A lot of New Zealand’s government data feels about as inaccessible as the council plans that Arthur Dent eventually found in the classic Hitchhiker’s Guide to the Galaxy. And, just like those ‘open’ council plans for Arthur’s house, government data can have consequence in the real world. Opening the data up could do rather some good in building trust and enabling better policy.
Last week, InternetNZ held its annual NetHui at Te Papa. The event brings together a motley assortment of tech geeks and aficionados, policy wonks, social justice warriors and tech law experts. The sessions at NetHui can be rather wide-ranging, and you get the chance to chat with a lot of people you might not otherwise run into.
One theme running through rather a few sessions was a feeling that Kiwis are subject to Big Data rather than participants in it who are enabled to use data to help them to understand and shape the communities in which they live.
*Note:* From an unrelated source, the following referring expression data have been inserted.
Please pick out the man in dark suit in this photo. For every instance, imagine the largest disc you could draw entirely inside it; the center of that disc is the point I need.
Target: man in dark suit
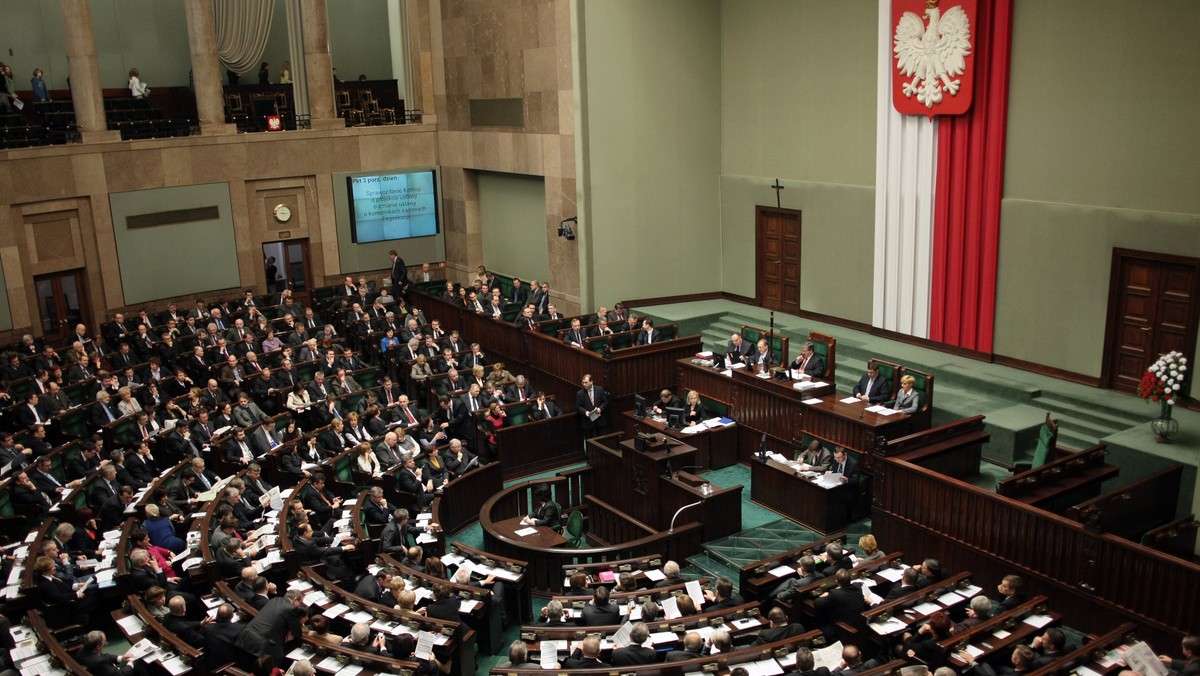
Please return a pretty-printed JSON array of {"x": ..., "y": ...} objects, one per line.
[
  {"x": 276, "y": 623},
  {"x": 587, "y": 656},
  {"x": 547, "y": 513},
  {"x": 599, "y": 611},
  {"x": 906, "y": 586},
  {"x": 807, "y": 574},
  {"x": 723, "y": 598},
  {"x": 444, "y": 605},
  {"x": 693, "y": 646},
  {"x": 841, "y": 604},
  {"x": 635, "y": 652},
  {"x": 871, "y": 387},
  {"x": 780, "y": 628},
  {"x": 648, "y": 334},
  {"x": 1011, "y": 591},
  {"x": 737, "y": 351},
  {"x": 100, "y": 663},
  {"x": 809, "y": 363},
  {"x": 592, "y": 405},
  {"x": 175, "y": 622},
  {"x": 545, "y": 408}
]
That feeling builds resentment of the use of data in policymaking.
And it isn’t hard to understand why.
The formal barriers to accessing a lot of government data are rather substantial. New Zealand’s most sensitive data is held in secure data labs under highly restricted access. Researchers wanting to use it must prove that they have sufficient training in statistics and can only use the data within approved research projects. Very sensitive personal data held in the data lab, even though it is anonymised, has to be well-protected.
Even confidentialised random samples from larger datasets, where identifying details have been stripped out, might as well be behind signs warning to Beware of the Leopard. Access to that data is rather difficult.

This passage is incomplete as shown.